Kasus Dugaan Korupsi PDAM Ende
Oleh Frans Anggal
Dua tersangka kasus dugaan korupsi pembelian mesin poma air PDAM Ende, Mohamad Kasim Djou dan Yasinta Asa, masih menjalani masa tahanan. Keduanya tetap dititipkan di LP Kelas II B Ende, setelah permohonan penangguhan penahanan ditolak jaksa (Flores Pos Rabu 26 Januari 2011).
Kuasa hukum tersangka mengajukan penangguhan penahanan atau pengalihan status penahanan dengan alasan kesehatan. Kasim Djou menderita asma. Yasinta Asa hamil tujuh bulan. Keterangan dokter menyebutkan, selama kehamilan kliennya membutuhkan perawatan khusus oleh dokter.
Dalam penangguhan penahanan, penahanan tetap sah dan resmi, namun pelaksanaan penahanan dihentikan dengan jalan mengeluarkan tersangka/terdakwa dari tahanan setelah instansi yang menahan menetapkan syarat-syarat penangguhan yang harus dipenuhi oleh tersangka/terdakwa atau oleh orang lain yang menjamin penangguhan itu. Masa penangguhan penahanan tidak termasuk status masa penahanan.
Penangguhan penahanan dapat terjadi apabila ada permintaan dari tersangka/terdakwa. Permintaan itu disetujui instansi penahan. Juga disetujui tersangka/terdakwa dengan mematuhi syarat dan jaminan. Syaratnya: wajib lapor, tidak keluar rumah (tahanan rumah), tidak keluar kota (tahanan kota).
Melihat alasan yang diajukan kuasa hukum kedua tersangka, kita prihatin mengapa jaksa menolak pengajuan penangguhan penahanan. Untuk tersangka atau terdakwa yang sakit dan membutuhkan perawatan khusus, status yang pantas dan patut adalah tahanan kota.
Dengan status tahanan kota, si tersangka atau terdakwa sakit tetap menjalani status penahanan secara sah dan resmi di satu sisi, dan tetap dapat menjalani perawatan secara intensif di lain sisi. Dua sisi ini terpenuhi sekaligus. Sisi hukum dan sisi kemanusiaan. Keduanya tidak saling meniadakan. Hanya dengan demikianlah hukum bisa adil. Demi keadilanlah hukum ada.
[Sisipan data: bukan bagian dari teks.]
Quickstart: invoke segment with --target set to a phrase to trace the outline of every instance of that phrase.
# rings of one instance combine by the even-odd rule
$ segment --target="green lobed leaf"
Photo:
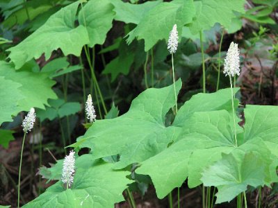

Mungkin jaksa mempertimbangkan asas persamaan di depan hukum (equalitiy before the law). Katakanlah, tidak ada pengistimewaan. Semua tahanan diperlakukan sama. Secara prinsipal, itu tepat. Namun secara aktual, ketepatan tidak harus bersifat duplikatif. Sebab, tersangka atau terdakwa itu manusia, bukan barang. Tiap manusia itu khas dengan persoalannya. Perlakuan penahanan terhadap tersangka atau terdakwa sehat tidak boleh diduplikatkan pada tersangka atau terdakwa sakit.
Pada kasus di atas, diuplikasi pelakukan itulah yang dilakukan jaksa. Kita mengerti, penahanan didasari alasan objektif dan alasan subjektif. Alasan objektif merujuk pada UU yang mengamanatkan penahanan bagi tersangka yang diancam pidana penjara di atas lima tahun. Sedangkan alasan subjektif didasarkan pada kekhawatiran bahwa tersangka dapat mengulangi perbuatannya, menghilangkan barang bukti, dan melarikan diri.
Menahan kedua tersangka dengan alasan objektif itu tepat. Namun alasan objektif tidak boleh menjadi satu-satunya alasan. Masih ada alasan subjektif. Yang dasarnya pun harus kuat, tidak semata-semata karena khawatir tersangka mengulangi perbuatan, menghilangkan barang bukti, atau melarikan diri.
Kasim Djou dan Yasinta Asa itu orang sakit. Ini perlu dipertimbangkan. Jangan gampang menduplikatkan perlakuan penahanan atas nama persamaan di depan hukum. Hukum harus melek kemanusiaan. Bagi keduanya, tahanan kota sudah cukup!